The head of a electric vehicle maker scheduled to build a plant at MidAmerica Industrial Park in Pryor acknowledged this week that the state has proposed hundreds of millions of dollars in incentives for the project.
“The state of Oklahoma has committed approximately 300 million (dollars) in non-diluted financial incentives to support our facility,” Canoo CEO Tony Aquila said in an earnings call. “Approximately one-third of the incentives are anticipated to come during the first 36 months.”
The $300 million figure is what Aquila shared with the Reuters news agency at the time of Canoo’s Oklahoma announcement in June.

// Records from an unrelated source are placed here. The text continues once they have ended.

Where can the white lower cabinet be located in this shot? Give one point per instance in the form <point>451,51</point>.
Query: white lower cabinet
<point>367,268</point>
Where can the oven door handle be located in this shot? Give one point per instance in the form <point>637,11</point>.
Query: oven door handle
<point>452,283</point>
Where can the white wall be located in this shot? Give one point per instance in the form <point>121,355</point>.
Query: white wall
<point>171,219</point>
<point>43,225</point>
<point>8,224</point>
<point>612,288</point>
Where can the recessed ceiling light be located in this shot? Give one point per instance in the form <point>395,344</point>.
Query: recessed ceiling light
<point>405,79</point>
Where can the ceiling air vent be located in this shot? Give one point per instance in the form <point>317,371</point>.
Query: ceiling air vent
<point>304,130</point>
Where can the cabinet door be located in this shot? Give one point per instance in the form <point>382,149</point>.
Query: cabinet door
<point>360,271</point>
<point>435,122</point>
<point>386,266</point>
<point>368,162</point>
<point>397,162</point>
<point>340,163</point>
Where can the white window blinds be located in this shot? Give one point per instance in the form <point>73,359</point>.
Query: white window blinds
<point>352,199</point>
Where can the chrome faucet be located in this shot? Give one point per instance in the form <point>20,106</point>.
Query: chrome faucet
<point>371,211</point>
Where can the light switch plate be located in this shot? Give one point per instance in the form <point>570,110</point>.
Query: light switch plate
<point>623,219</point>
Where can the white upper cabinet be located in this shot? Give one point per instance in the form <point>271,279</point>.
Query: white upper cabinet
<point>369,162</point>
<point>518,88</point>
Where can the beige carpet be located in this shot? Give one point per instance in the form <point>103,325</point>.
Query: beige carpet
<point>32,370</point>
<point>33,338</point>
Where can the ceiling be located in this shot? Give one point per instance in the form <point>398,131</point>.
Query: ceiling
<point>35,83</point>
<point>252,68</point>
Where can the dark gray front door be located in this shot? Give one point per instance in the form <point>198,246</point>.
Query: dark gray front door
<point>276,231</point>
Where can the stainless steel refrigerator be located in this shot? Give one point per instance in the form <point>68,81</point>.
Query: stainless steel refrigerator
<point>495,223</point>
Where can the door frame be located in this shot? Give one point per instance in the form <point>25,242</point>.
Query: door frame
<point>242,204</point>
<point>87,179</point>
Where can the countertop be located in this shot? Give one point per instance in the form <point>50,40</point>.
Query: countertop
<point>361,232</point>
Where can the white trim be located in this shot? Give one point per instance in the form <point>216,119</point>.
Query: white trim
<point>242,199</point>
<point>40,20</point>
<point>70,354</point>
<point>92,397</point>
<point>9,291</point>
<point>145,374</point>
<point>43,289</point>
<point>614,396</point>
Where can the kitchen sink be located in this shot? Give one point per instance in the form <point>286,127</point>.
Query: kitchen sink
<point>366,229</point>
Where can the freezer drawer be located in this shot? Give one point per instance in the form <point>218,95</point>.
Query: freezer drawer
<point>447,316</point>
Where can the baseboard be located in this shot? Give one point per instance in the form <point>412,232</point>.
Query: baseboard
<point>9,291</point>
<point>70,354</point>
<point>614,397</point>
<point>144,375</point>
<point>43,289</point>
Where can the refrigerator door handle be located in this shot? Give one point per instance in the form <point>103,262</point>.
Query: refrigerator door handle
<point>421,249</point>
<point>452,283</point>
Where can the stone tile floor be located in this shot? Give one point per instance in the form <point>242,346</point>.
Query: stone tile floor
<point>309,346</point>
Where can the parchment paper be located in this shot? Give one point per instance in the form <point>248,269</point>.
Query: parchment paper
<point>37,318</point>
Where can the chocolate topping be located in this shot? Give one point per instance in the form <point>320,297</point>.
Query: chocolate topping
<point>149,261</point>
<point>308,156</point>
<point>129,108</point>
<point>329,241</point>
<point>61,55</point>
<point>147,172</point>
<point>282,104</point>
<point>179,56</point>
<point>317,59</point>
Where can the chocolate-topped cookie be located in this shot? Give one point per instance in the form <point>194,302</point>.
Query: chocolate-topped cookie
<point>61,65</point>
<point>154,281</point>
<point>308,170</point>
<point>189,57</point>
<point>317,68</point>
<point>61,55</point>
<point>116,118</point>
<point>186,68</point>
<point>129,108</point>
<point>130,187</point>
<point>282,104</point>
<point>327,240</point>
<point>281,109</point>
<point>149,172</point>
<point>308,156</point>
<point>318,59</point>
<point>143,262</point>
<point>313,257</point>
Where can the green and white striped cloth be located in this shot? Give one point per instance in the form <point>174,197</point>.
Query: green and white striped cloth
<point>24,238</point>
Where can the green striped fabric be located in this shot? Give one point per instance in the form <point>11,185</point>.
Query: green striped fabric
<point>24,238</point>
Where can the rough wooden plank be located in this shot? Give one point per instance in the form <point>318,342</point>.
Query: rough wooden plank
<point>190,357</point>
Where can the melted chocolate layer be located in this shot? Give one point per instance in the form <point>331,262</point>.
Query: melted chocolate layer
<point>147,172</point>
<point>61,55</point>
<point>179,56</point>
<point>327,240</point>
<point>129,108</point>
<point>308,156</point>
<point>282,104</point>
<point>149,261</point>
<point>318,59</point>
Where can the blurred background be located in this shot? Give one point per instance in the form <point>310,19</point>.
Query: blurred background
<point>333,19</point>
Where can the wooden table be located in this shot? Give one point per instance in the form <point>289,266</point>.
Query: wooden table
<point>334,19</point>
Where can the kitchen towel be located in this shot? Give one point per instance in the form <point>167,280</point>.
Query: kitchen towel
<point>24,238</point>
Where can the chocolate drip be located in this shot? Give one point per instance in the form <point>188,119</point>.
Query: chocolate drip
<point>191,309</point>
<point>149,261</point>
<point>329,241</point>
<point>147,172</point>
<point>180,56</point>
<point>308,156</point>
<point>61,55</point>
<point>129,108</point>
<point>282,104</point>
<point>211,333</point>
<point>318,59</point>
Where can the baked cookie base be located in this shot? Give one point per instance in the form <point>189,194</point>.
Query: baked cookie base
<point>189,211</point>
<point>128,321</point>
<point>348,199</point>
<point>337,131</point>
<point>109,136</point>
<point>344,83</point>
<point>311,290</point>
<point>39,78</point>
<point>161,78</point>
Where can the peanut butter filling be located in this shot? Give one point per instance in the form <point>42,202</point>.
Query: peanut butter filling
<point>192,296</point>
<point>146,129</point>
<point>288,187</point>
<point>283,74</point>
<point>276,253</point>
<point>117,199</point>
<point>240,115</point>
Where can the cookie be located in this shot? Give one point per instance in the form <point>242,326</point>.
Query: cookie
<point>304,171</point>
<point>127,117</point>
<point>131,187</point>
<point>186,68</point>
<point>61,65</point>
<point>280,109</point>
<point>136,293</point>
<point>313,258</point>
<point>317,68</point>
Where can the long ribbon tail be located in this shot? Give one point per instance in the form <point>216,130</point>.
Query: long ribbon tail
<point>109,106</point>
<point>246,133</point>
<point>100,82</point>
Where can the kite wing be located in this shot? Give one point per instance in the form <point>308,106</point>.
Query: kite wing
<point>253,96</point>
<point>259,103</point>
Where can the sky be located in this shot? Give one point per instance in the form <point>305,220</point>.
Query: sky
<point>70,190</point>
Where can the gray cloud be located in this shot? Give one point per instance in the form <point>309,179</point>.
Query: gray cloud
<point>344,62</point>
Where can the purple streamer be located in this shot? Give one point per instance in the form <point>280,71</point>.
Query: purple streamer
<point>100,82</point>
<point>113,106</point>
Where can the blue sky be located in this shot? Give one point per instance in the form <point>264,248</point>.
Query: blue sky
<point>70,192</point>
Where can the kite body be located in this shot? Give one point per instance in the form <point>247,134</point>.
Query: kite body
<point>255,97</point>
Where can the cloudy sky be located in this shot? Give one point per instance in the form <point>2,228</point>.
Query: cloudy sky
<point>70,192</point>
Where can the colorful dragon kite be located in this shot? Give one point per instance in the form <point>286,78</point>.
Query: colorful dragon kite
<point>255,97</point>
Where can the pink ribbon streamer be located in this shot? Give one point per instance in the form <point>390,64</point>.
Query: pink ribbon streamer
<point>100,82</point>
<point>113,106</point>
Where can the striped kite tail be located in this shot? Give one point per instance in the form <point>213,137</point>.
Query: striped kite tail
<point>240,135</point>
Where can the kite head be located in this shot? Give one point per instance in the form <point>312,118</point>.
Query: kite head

The Oklahoma Department of Commerce declined a request by Tulsa World for details of those incentives, citing an exemption in the state’s Open Records Act.
A MAIP official has said Canoo’s $400 million investment in Oklahoma will be a “mega microfactory” for its pickup truck and multipurpose delivery vehicle. It will include a full commercialization facility with a paint, body shop and general assembly plant. The campus also will include a low-volume industrialization facility and vocational training center.
The initial build-out begins this year, with the plant becoming operational within 12 to 13 months and fully completed by 2024. Canoo has chosen Netherlands-based VDL Nedcar as its contract manufacturing partner for its lifestyle vehicle.
In this week’s earnings call, Aquila singled out the recruiting work of Oklahoma Gov. Kevin Stitt, Cherokee Nation Principal Chief Chuck Hoskin Jr., and Dave Stewart, head of MAIP.
“… We are currently targeted to bring up to 2,000 high-paying jobs to our facility, with a goal of hiring at least 40% of the workforce from the local community, which consists of Native Americans and veterans,” Aquila said.
Brent Kisling, a trustee on the Oklahoma Ordnance Works Authority, which operates MAIP, has characterized Canoo’s average pay scale in Oklahoma to be “well above” $45,000 annually.
“Launching this facility in the U.S. is good for Oklahoma, good for America and it’s the right thing to do for Canoo,” Aquila said. “We are in the final process of selecting a construction manager, architect, engineering firm, and more. Multiple high-quality providers are bidding for these contracts, and there is a potential that we will select one in the coming quarter.”
For the second quarter, Canoo reported a net loss of $112.5 million, or 50 cents per diluted share, compared to a net loss of $23.2 million, or 28 cents per diluted share, for the same period a year ago.